Loretta sintió una presión leve en el pecho.
—Continúa.
—Necesito más materiales, pero el avance es real.
Elias la miró directamente.
—Sin su financiación, esto no existiría.
Loretta bajó la vista un instante.
Porque ese era el único factor que estaba reescribiendo el destino.
Acción.
Decisión.
Recursos.
—Sigue —repitió.
—Lo haré.
Cuando salió del laboratorio, la sensación no desapareció.
No era alivio.
No era ansiedad.
Era un estado intermedio, difícil de sostener.
Cada avance acercaba la corrección del futuro.
Pero también acercaba los eventos que aún no podía controlar.
La guerra del norte seguía en pie.
Solo había sido retrasada.
No evitada.
Y Carter lo sabía.
Aquella misma noche, el cuerpo de Loretta comenzó a fallar de forma sutil.
Primero un mareo leve al levantarse del escritorio. Luego una incomodidad al caminar demasiado rápido por el pasillo. Después una náusea breve que la obligó a detenerse apoyando la mano contra la pared.
Respiró despacio.
Se obligó a mantenerse firme.
No ahora.
No tan pronto.
Ni siquiera en estas fechas debería ser evidente.
El tiempo biológico no coincidía con lo esperado.
El embarazo aún no debía manifestarse así.
Otro mareo la obligó a cerrar los ojos.
El mundo se inclinó apenas.
Caminó con cuidado hasta su habitación y cerró la puerta con llave.
El sonido del metal encajando fue demasiado fuerte.
Se apoyó contra la madera.
Respiró.
Intentó estabilizar el cuerpo.
Pero la mente no colaboraba.
Al día siguiente evitó el desayuno.

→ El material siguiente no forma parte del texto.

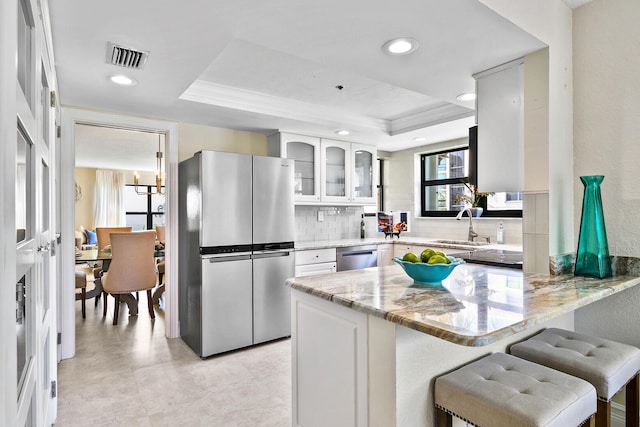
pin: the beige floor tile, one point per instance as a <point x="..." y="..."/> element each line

Solo bebió té.
No por estrategia, sino por necesidad física.
Pero Carter la observó desde el otro extremo de la mesa.
Sin intervenir.
Sin preguntar.
Solo observando.
Aquella tarde canceló dos reuniones militares.

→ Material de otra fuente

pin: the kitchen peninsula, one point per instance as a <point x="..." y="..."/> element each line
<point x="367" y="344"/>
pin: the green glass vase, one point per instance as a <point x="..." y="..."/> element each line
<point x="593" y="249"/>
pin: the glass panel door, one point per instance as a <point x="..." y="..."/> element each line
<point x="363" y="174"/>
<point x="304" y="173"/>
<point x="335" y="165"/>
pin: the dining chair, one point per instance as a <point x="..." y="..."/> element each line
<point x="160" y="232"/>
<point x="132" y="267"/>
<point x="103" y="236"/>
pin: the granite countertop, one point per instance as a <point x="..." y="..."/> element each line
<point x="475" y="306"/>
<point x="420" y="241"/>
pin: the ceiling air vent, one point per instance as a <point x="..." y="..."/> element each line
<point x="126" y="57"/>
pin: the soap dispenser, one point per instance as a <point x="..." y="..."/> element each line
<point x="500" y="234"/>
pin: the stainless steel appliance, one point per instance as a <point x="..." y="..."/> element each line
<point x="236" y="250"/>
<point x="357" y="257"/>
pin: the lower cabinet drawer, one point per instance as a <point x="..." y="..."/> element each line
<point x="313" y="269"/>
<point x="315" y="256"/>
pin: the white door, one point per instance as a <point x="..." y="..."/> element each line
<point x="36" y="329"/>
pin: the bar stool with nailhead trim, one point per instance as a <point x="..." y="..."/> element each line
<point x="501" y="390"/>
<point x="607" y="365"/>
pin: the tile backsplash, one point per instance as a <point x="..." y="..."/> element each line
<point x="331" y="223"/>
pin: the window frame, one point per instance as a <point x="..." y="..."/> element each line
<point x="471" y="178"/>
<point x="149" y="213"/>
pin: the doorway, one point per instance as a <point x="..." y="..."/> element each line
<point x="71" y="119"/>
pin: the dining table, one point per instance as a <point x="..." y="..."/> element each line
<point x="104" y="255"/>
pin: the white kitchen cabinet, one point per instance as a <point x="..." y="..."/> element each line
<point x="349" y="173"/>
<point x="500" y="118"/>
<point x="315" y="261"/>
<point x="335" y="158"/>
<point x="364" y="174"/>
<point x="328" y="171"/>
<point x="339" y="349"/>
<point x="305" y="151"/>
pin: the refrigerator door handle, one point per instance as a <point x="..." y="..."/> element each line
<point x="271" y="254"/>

Los oficiales esperaban en la sala de estrategia cuando se les informó la ausencia del Conde.
Las quejas quedaron sin respuesta.
Porque Carter ya no estaba allí.
Estaba buscándola.
Loretta lo supo cuando lo vio aparecer frente a sus aposentos.
Sin armadura.
Sin documentos.
Sin la distancia habitual del comandante.
Solo él.
Con una expresión controlada, pero más tensa de lo habitual.
—Has evitado las comidas —dijo Carter.
Loretta cerró el libro que tenía en las manos.

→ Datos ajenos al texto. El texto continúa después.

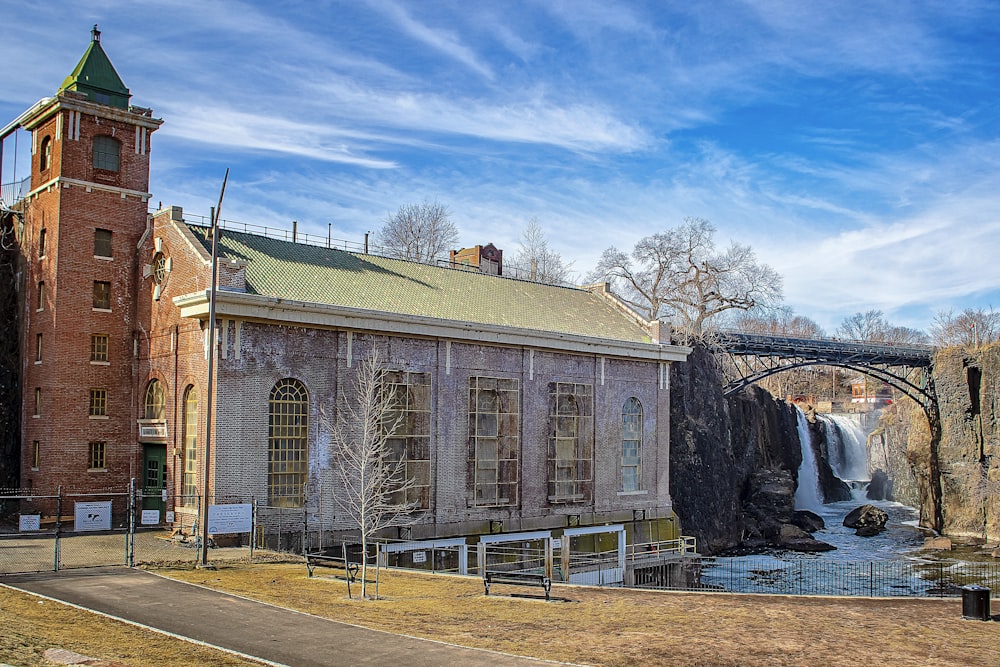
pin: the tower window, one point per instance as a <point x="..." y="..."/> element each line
<point x="97" y="455"/>
<point x="102" y="295"/>
<point x="287" y="453"/>
<point x="98" y="402"/>
<point x="106" y="153"/>
<point x="45" y="154"/>
<point x="155" y="401"/>
<point x="102" y="243"/>
<point x="99" y="347"/>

—Supongo que son los síntomas del embarazo. Es extraño que me dé tan pronto.
Carter no respondió de inmediato. Aunque si se asombró. Estaba consciente de la verdad de Loretta, oírlo de esa forma hace que lo vuelva asimilar.
Sus ojos bajaron apenas.
Loretta sintió una leve incomodidad.
—Estoy bien. Mi embarazó fue fatal porque no tenía los recursos para cuidarlo después del segundo trimestre...
Carter dio un paso dentro de la habitación.
Se arrodilló cerca de ella.
—Cancelé mis reuniones. Para cuidarte. Loretta. Tú y mi hijo son lo que me importa ahora. Lo que has sufrido no lo volverás a pasar. Te lo juro por mi vida.